【第667回】  一霊四魂三元八力の稽古

合気道は技を錬磨しながら精進するが、その技は宇宙の意志と営みに則って身につけていかなければならない。
宇宙の意志と営みとは何かというと、それは一霊四魂三元八力である。「この世は、一霊四魂三元八力のご活動によって出来上がっているのである。」(武産合気 P.80) 一霊四魂三元八力の大神の営みの姿、つまり、技は一霊四魂三元八力の宇宙の活動の生ける動きの姿に合わせるようにつかい、練っていかなければならないということである。

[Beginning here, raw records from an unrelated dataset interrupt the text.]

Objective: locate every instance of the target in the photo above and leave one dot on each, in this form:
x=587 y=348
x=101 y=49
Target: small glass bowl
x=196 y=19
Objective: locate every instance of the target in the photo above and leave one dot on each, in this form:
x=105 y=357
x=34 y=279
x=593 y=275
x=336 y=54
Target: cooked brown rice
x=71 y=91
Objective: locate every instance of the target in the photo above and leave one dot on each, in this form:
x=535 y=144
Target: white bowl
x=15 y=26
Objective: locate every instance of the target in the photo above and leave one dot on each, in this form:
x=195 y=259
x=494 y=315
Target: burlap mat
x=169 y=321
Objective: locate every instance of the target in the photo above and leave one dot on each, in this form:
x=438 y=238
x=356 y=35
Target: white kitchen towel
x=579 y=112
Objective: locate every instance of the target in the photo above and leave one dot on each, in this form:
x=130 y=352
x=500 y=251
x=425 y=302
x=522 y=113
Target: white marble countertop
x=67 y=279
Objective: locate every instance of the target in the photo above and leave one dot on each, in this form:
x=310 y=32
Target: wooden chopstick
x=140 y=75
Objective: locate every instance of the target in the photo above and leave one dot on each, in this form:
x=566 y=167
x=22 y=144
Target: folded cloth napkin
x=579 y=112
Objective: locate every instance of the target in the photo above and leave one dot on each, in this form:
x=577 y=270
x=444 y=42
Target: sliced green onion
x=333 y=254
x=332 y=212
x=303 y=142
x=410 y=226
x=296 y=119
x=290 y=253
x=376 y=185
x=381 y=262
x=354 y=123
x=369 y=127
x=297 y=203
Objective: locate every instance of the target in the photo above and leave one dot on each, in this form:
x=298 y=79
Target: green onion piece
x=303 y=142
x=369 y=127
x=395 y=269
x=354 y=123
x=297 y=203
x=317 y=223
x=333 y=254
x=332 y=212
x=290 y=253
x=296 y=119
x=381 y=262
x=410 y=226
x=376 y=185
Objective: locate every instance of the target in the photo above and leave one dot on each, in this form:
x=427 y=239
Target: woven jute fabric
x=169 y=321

真の武である合気道は、「宇宙の完成に向かって導くものである」(武産合気 P.89)。これが一霊の意志、宇宙の意志と営みである。
このために、四魂のように技をつかわなければならない。
四魂の働きは、奇霊、荒霊、和霊、幸霊である。
大先生は、奇霊を「奇霊とは理であり、これみな一元の全徳の現れである」(武産合気P.83)と云われる。これを稽古とどう結びつけるかというと、一元の意志、宇宙の完成に合致するよう、一元に結び、理合の技づかいをしなければならないということだろう。
荒霊を、「荒霊は地上の最初のみ働きで法というものが成り立ってくる」(同上)と云われる。これは宇宙の働きの法に則って技をつかい、体をつかうことだろう。
和霊を、「和霊とは、礼をもって徳とする。即ち和であり和合である。そこに結びといっていくたまともいう」(同上)と云われる。これは稽古相手と結び、一体化してしまうことであろう。
幸霊を、「幸霊とは、慈愛であって道である」と云われる。天地の営みの道より理解して、法が行なわれ、和合が行なわれ、礼が行なわれる道であり、この道に乗るように稽古をしなければならないということだろう。

次に三元である。大先生は「気の世界・気・流体・柔体・固体の世界というように、各層をすべて浄める」(同上)
つまり、まず気や血液などの流体を鍛える。力一杯技と体をつかい気持ちを練り、汗をかき血液やリンパ液などを浄める。次に筋肉のカスを取り去り、柔軟で強固な筋肉をつくり、そして骨や関節、そして体も柔軟で堅固にすることであろう。

最後に八力である。八力を大先生は、八力を「動、静、解、疑、強、弱、合、分」と云われている。尚、一般的には、「動、静、引、弛、凝、解、分、合」(本田親徳)とも云われるが、いずれもこれらの力は動と静、引と弛、凝と解、分と合と対照的な力である。この力は引力でもあるわけである。
八力は体の働きになるが、三元の働きによって八力が働くはずである。
大先生は、「体については三元八力という働きがある」と、三元と八力が結んでつかわれている。因みに、一霊四魂は、体に対しての霊の働きである。

「この三元八力の引力によって、大地を全部固めしめて、一つの大きな全大宇宙という活動機関が出来上がった。」(武産合気)といわれるわけだから、三元八力を鍛え、体(大地)全体を強靭にし、宇宙と結び、一体化した技がつかえるようにすることだと考える。

「一霊四魂三元八力や呼吸、合気の理解なくして合気道を稽古しても合気道の本当の力は出てこないだろう」と大先生は言われている。一霊四魂三元八力の稽古をしなければならない。